The development of new materials is based on the formation of a structural-phase state providing the desired properties by selecting the base and the complex of alloying elements. The development of amorphous filler alloys for a high-temperature brazing has its own features that are due to the limited life cycle and the production method of brazing filler alloys. The work presents a cycle of analytical and experimental materials science investigations including justification of the composition of a new amorphous filler alloy for brazing the products from zirconium alloys at the temperature of no more than 800 °C and at the unbrazing temperature of permanent joints of more than 1200 °C. The experimental alloys have been used for manufacture of amorphous ribbons by rapid quenching, of which the certification has been made by X-ray investigations and a differential-thermal analysis. These ribbons were used to obtain permanent joints from the spacer grid cells (made from the alloy Zr-1% Nb) of fuel assemblies of the thermal nuclear reactor VVER-440. The brazed samples in the form of a pair of cells have been exposed to corrosion tests in autoclaves in superheated water at a temperature of 350 °C, a pressure of 160 MPa and duration of up to 6,000 h. They have been also exposed to destructive tests using a tensile machine. The experimental results obtained have made it possible to propose and patent a brazing filler alloy of the following composition: Zr-5.5Fe-(2.5-3.5)Be-1Nb-(5-8)Cu-2Sn-0.4Cr-(0.5-1.0)Ge. Its melting point is 780 °C and the recommended brazing temperature is 800°C.

Brazing of hexagonal boron-nitride ceramics with VT1-0 titanium alloy using a rapidly quenched titanium-based brazing alloy

A brazing alloy was developed for the brazing of boron-nitride ceramics with VT1-0 alloy in the form of nanostructured rapidly quenched tapes. The wetting capacity of the boron-nitride ceramics by the brazing alloys of the Ti–Zr system is evaluated. The surface of the brazing alloy tape was investigated by X-ray diffraction and topographic methods and the brazed joints between theVT1-0 titanium alloy and boron-nitride ceramics were studied by examination of microstructure and mechanical properties.

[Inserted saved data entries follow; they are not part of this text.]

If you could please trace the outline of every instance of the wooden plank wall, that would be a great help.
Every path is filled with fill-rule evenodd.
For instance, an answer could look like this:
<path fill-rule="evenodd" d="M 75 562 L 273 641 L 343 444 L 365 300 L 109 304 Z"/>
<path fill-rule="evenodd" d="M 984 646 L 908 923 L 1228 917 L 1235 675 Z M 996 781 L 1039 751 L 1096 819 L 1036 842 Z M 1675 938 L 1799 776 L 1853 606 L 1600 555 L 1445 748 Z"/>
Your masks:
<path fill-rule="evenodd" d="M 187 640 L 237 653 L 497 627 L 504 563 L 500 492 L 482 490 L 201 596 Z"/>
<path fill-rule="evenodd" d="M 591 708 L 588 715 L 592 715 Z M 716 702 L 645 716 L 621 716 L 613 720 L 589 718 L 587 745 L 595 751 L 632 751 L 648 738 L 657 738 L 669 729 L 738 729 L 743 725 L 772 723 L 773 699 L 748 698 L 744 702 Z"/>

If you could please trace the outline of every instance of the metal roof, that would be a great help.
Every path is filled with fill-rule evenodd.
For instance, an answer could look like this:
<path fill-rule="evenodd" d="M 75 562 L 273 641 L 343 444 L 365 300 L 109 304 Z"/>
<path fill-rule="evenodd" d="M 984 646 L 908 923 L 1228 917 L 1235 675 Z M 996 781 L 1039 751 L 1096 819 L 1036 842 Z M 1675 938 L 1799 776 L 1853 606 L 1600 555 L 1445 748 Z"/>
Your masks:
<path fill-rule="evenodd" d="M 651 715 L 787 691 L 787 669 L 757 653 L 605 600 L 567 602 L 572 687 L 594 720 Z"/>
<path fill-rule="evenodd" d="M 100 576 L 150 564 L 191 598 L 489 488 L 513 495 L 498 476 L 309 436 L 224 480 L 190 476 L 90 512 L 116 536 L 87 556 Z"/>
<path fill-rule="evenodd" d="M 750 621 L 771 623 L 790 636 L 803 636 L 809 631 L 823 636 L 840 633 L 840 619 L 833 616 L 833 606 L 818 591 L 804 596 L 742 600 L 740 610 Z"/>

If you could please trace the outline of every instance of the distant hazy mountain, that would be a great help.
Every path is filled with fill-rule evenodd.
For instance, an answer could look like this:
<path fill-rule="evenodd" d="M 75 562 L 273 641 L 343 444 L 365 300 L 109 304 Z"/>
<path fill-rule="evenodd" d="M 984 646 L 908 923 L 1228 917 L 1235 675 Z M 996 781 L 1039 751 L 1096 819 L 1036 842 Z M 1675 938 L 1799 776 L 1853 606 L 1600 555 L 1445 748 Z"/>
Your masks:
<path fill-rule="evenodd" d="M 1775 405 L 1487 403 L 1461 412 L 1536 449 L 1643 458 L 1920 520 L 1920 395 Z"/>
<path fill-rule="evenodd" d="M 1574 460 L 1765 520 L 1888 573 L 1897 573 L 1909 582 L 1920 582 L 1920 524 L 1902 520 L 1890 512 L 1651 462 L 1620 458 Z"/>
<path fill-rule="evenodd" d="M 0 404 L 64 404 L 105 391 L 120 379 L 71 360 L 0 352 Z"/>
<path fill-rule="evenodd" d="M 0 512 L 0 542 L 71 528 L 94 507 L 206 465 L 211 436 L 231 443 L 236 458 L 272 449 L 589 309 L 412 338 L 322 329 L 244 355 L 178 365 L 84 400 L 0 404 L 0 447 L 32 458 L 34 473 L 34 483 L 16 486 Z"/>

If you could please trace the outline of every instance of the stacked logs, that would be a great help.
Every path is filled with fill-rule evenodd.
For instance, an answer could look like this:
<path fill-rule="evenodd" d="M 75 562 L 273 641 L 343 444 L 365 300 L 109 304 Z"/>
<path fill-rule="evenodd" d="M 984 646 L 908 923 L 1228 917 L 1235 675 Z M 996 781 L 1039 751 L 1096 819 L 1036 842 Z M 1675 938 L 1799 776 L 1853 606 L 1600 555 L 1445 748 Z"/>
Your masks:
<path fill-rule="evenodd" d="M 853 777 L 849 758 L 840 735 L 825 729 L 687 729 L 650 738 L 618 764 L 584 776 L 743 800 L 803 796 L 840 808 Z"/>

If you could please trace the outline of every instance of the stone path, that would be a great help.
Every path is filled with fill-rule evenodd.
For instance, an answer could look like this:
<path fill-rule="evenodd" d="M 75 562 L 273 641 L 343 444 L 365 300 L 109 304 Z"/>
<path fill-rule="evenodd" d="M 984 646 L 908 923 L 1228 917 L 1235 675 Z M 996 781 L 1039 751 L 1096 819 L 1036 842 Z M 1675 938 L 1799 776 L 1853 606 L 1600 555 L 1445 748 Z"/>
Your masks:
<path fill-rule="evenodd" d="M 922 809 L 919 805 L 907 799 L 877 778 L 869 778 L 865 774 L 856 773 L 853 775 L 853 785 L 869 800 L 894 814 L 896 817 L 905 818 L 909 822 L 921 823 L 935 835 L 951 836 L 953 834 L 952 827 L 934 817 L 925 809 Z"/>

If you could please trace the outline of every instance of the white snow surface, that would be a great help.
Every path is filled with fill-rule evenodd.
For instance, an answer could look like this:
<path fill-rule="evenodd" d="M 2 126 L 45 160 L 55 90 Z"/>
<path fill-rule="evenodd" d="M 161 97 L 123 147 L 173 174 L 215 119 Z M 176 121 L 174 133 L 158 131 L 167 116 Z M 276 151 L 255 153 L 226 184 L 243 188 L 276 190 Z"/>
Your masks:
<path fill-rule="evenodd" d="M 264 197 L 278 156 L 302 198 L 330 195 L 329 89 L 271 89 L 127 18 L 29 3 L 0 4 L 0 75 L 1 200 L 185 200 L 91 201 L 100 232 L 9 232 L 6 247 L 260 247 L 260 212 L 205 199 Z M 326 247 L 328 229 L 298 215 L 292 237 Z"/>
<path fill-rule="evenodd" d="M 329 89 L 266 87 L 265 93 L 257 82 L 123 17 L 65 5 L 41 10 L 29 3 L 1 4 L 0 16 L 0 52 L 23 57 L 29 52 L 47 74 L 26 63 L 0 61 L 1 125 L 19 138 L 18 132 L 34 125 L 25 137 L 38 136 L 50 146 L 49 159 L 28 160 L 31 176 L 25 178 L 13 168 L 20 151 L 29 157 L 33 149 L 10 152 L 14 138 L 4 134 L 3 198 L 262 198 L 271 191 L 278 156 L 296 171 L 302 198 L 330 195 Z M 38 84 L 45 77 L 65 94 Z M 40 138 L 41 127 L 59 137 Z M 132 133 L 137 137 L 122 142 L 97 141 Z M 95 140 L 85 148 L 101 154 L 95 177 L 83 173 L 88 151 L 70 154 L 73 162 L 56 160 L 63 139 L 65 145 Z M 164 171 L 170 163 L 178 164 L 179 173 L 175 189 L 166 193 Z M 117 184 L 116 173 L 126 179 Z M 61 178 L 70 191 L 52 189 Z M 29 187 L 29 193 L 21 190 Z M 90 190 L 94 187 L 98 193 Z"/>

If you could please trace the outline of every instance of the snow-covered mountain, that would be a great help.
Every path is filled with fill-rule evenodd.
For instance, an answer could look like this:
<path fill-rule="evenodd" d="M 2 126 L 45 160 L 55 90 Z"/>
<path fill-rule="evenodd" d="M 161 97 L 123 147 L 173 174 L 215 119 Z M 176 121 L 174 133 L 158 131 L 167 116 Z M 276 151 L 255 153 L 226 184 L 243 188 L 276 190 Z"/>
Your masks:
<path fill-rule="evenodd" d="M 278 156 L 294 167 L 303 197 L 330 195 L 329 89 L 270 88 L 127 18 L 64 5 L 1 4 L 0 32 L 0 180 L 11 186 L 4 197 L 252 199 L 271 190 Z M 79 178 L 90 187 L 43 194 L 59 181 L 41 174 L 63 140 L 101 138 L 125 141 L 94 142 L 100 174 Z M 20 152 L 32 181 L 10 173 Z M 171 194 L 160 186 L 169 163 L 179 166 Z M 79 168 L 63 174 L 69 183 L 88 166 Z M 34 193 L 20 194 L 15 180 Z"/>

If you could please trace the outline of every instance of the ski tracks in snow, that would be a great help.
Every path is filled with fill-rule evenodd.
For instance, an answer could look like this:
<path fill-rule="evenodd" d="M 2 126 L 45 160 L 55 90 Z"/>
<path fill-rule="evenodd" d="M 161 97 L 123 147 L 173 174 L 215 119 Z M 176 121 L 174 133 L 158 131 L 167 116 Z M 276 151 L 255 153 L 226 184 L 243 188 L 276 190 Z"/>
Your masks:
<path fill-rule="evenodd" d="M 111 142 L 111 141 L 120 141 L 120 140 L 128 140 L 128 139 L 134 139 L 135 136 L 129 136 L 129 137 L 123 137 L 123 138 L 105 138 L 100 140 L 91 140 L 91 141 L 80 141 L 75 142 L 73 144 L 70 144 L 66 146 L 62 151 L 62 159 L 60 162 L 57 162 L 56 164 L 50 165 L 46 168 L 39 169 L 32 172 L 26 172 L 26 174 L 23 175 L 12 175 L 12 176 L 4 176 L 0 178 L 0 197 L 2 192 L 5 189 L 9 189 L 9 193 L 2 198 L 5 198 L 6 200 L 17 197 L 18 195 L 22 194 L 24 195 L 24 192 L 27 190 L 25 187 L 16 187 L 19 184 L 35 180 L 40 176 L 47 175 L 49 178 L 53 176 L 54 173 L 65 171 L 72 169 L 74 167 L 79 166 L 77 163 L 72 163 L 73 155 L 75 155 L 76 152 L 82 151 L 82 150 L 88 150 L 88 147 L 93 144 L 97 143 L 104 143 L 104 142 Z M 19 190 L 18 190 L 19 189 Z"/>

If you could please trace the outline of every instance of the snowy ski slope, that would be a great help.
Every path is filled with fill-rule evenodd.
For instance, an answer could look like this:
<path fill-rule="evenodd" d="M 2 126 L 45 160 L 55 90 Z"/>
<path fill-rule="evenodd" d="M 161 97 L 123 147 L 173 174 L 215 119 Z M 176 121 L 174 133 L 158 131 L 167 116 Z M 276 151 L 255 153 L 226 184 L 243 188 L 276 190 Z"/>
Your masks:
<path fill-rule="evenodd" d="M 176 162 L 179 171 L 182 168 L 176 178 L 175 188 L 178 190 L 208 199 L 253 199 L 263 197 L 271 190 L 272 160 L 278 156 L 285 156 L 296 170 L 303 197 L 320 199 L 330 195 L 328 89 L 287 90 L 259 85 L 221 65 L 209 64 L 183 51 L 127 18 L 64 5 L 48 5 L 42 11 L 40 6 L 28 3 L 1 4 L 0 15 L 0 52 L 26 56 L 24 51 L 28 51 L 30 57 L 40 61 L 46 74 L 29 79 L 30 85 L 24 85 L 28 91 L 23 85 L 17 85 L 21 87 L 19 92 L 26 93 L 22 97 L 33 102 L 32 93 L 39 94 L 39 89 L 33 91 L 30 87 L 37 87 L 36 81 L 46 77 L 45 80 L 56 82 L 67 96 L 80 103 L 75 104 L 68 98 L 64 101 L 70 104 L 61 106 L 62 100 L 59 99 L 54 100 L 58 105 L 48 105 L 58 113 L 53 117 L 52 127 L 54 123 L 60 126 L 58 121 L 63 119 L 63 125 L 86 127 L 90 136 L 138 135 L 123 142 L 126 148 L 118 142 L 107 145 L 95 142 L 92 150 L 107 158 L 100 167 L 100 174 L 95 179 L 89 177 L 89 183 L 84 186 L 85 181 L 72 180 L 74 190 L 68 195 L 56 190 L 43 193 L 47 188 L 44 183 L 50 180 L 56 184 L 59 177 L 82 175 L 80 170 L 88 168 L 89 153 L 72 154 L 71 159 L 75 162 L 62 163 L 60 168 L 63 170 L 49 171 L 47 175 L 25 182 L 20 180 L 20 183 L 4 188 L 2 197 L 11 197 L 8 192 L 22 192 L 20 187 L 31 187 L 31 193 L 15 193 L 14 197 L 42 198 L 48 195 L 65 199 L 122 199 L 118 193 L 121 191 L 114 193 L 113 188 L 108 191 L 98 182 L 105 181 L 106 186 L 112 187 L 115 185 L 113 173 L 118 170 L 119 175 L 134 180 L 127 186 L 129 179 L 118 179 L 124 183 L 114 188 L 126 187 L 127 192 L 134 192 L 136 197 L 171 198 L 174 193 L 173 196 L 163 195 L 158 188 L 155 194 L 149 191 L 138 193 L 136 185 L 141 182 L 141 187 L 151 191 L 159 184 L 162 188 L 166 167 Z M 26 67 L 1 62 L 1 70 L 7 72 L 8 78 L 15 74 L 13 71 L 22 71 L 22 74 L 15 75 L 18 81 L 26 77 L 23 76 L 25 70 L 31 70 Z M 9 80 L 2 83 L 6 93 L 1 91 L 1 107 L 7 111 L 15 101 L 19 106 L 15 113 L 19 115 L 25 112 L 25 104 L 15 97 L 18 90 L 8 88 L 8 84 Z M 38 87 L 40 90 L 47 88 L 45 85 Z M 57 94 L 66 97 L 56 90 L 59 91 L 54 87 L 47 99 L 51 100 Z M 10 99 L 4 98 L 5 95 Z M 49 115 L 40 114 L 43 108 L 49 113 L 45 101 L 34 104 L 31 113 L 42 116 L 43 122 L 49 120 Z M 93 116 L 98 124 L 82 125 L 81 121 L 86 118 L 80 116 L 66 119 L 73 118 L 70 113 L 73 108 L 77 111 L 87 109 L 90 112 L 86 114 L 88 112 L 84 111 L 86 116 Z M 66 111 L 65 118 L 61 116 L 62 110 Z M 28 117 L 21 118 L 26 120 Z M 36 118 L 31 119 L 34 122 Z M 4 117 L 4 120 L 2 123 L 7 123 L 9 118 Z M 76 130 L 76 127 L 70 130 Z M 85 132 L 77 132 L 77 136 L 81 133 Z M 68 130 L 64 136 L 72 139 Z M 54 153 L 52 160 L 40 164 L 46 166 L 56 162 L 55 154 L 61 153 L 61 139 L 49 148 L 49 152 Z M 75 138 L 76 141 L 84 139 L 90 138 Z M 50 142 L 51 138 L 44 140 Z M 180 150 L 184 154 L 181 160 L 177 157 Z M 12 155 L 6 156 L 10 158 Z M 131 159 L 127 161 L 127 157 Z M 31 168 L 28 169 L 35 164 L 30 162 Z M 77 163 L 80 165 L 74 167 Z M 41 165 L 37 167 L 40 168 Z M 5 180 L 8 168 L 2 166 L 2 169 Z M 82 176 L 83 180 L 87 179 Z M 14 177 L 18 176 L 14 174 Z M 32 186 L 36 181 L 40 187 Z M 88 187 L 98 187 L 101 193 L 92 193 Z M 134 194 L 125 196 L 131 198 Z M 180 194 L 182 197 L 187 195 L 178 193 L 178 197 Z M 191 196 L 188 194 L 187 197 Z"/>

The brazing of nickel alloys for nuclear reactor with the using of the rapidly-quenched filler metals

The possibility to apply amorphous nickel-based braze alloys for junction of nickel-alloy products used in the control and protection devices of nuclear power plants is demonstrated. Mechanical tests and investigations of the structural phase state of brazed junctions are carried out.

Structural phase transformations and changes in the surface topology upon crystallization of amorphous alloys based on nickel

The changes in the structure, phase composition, and topology of the surface of rapidly solidified metallic glasses Ni71.5Cr6.8Fe2.7B11.9Si7.1 and Ni63.4Cr7.4Fe4.3Mn0.8B15.6Si8.5 are investigated after three stages of crystallization. The surface topology changes are found to be correlated with the processes occurring at different stages of crystallization. The character of the redistribution of chemical elements in the crystallized alloys is ascertained.

Brazing ferritic-martensitic reactor steels with an amorphous rapidly quenched nickel-based strip brazing alloy

A brazing alloy has been developed for brazing ferritic-martensitic steels. The technology for producing the brazing alloy based on nickel in the form of amorphous ribbons is described. Steels EP-450 DUO and EP-823 were brazed using the new brazing alloy. The relationships of the formation of brazed joints were determined. The results of brazing trials on models of fuel elements made of steels ChS-139 and EP-823 (EP-450 DUO) and the mechanical tests of the brazed joints (shear test) are presented.

Rapidly quenched strip brazing alloys for high-temperature brazing of niobium-based alloys

The composition of the brazing alloys for brazing niobium-based alloys is outlined. The method for producing brazing alloys based on Ti and Zr in the form of flexible strips is described. The relationships governing the formation of brazed joints are discussed.